RSSM에서는 먼저 encoder가 현재 센서 입력 \(x_t\)를 확률적 표현 \(z_t\)로 변환한다. 이어서 recurrent state \(h_t\)를 유지하는 sequence model이 이전 상태 \(h_{t-1}\), \(z_{t-1}\), 행동 \(a_{t-1}\)를 기반으로 다음 상태를 예측한다. 이때 \(h_t\)와 \(z_t\)의 결합이 현재의 모델 상태가 되며, 이 상태로부터 reward \(r_t\), episode의 계속 여부 \(c_t ∈ {0, 1}\), 그리고 입력 \(x_t\)를 재구성하게 된다.

모델 구조는 다음 수식으로 요약된다:

\[\text{Sequence model: } h_t = f_\phi(h_{t-1}, z_{t-1}, a_{t-1}) \\ \text{Encoder: } z_t \sim q_\phi(z_t | h_t, x_t) \\ \text{Dynamics predictor: } \hat{z}_t \sim p_\phi(\hat{z}_t | h_t) \\ \text{Reward predictor: } \hat{r}_t \sim p_\phi(\hat{r}_t | h_t, z_t) \\ \text{Continue predictor: } \hat{c}_t \sim p_\phi(\hat{c}_t | h_t, z_t) \\ \text{Decoder: } \hat{x}_t \sim p_\phi(\hat{x}_t | h_t, z_t)\]

Figure 4는 이 모델이 수행하는 장기 비디오 예측의 시각화를 보여준다. encoder와 decoder는 CNN을 통해 이미지 입력을 처리하고, MLP를 사용해 벡터 입력을 처리한다. reward, continue predictor, dynamics predictor는 모두 MLP로 구현되어 있다. 표현 \(z_t\)는 softmax 분포에서 샘플링되며, gradient는 straight-through 방식으로 전달된다.

figure 4. Multi-step video predictions of a DMLab maze (top) and a quadrupedal robot (bottom). Given 5 context images and the full action sequence, the model predicts 45 frames into the future without access to intermediate images. The world model learns an understanding of the underlying structure of each environment.

학습은 입력 \(x_{1:T}\), 행동 \(a_{1:T}\), 보상 \(r_{1:T}\), 플래그 \(c_{1:T}\)로 구성된 시퀀스를 받아 이루어지며, 손실 함수는 다음과 같다:

\[L(\phi) = \mathbb{E}_{q_\phi} \left[ \sum_{t=1}^T (\beta_{\text{pred}} L_{\text{pred}}(\phi) + \beta_{\text{dyn}} L_{\text{dyn}}(\phi) + \beta_{\text{rep}} L_{\text{rep}}(\phi)) \right]\]

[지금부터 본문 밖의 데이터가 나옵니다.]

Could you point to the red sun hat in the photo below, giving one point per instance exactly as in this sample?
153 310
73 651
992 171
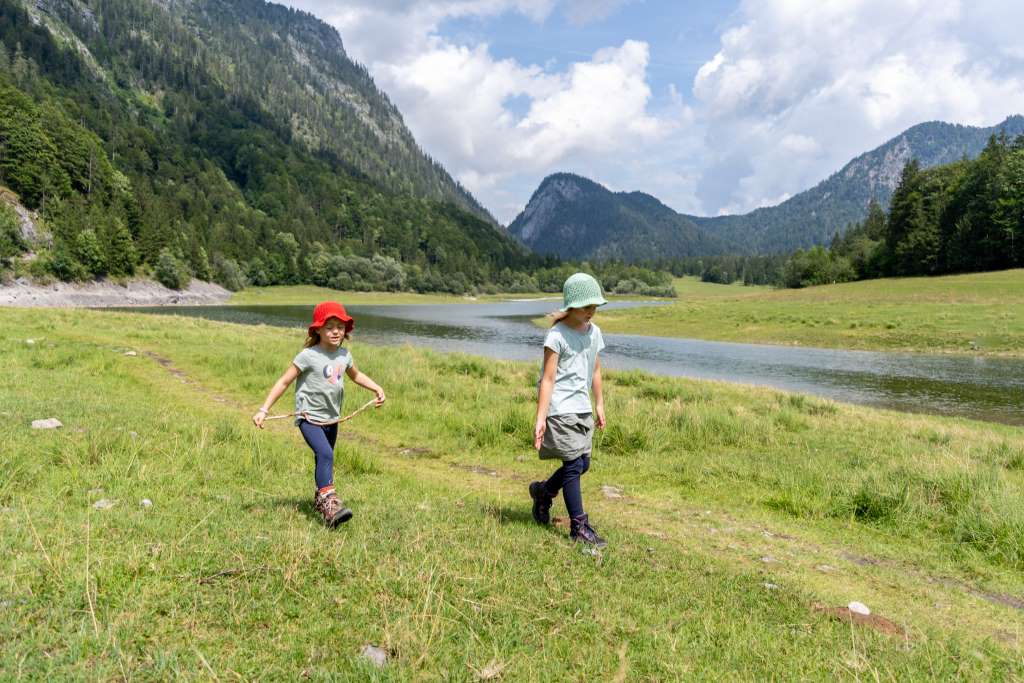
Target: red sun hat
331 309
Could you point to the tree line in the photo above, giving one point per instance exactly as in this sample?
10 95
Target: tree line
961 217
194 181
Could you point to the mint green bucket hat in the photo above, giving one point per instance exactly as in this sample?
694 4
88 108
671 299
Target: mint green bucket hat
581 291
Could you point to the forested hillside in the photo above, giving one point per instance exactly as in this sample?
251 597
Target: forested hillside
164 135
816 215
958 217
573 217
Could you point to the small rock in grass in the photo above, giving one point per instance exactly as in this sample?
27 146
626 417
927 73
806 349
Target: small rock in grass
612 493
491 672
859 608
376 654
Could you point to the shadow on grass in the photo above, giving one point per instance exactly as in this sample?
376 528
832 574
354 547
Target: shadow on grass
303 506
519 515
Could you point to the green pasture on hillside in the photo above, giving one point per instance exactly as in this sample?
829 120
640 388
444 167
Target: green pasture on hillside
979 313
740 520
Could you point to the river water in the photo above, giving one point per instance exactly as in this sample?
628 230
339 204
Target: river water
983 388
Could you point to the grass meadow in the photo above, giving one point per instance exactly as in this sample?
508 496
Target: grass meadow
739 519
978 313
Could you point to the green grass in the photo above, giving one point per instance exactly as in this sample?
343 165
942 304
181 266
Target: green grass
978 313
744 511
309 294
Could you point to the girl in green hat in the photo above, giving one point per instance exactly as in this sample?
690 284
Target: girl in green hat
564 426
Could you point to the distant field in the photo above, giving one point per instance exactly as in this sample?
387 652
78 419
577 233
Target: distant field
741 522
979 313
297 295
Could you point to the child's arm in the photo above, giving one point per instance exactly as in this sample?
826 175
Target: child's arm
544 395
598 393
279 388
365 382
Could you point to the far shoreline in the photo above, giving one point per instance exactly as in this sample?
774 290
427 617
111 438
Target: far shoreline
109 294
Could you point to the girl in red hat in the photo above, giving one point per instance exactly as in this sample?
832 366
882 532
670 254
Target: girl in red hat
318 393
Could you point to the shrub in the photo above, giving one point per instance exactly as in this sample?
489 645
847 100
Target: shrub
227 273
170 271
11 243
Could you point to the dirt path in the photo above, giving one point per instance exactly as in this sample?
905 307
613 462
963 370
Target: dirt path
918 598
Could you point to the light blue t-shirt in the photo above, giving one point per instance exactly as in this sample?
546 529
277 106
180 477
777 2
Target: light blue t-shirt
577 356
320 389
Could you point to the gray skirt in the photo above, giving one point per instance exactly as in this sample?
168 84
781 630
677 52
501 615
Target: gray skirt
567 436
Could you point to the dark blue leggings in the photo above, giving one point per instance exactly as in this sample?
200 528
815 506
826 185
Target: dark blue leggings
321 439
566 477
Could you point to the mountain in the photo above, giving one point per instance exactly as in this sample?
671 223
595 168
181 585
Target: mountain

여기서 각 항의 weight는 \(β_{pred}\) = 1, \(β_{dyn}\) = 1, \(β_{rep}\) = 0.1이다. 예측 손실 \(L_{pred}\)는 symlog 제곱 손실을 사용하여 decoder, reward, continue predictor를 학습한다. dynamics 손실 \(L_{dyn}\)는 KL divergence를 통해 다음 표현을 예측하는 sequence model을 학습한다:

\[L_{\text{dyn}}(\phi) = \max(1, \text{KL}[ \text{sg}(q_\phi(z_t | h_t, x_t)) || p_\phi(z_t | h_t) ])\]

표현 손실 L_{rep}는 표현을 더 예측 가능하게 만들도록 학습한다:

\[L_{\text{rep}}(\phi) = \max(1, \text{KL}[ q_\phi(z_t | h_t, x_t) || \text{sg}(p_\phi(z_t | h_t)) ])\]

degenerate solution을 피하기 위해, free bits 기법을 사용하여 KL 손실을 1 nat (≈ 1.44 bits) 이하로는 반영하지 않는다. 이는 dynamics나 representation 손실이 이미 잘 수렴된 경우 학습의 중점을 prediction loss로 전환하기 위함이다.

또한, 다양한 환경의 시각적 복잡도에 대응하기 위해 이전에는 \(β_{rep}\)를 조절해야 했지만, 여기서는 free bits와 소규모 representation loss를 결합하여 고정된 하이퍼파라미터로도 안정적인 학습이 가능하게 하였다. 추가적으로 symlog 변환을 통해 벡터 입력의 큰 값과 그로 인한 reconstruction gradient 폭주를 방지하였다.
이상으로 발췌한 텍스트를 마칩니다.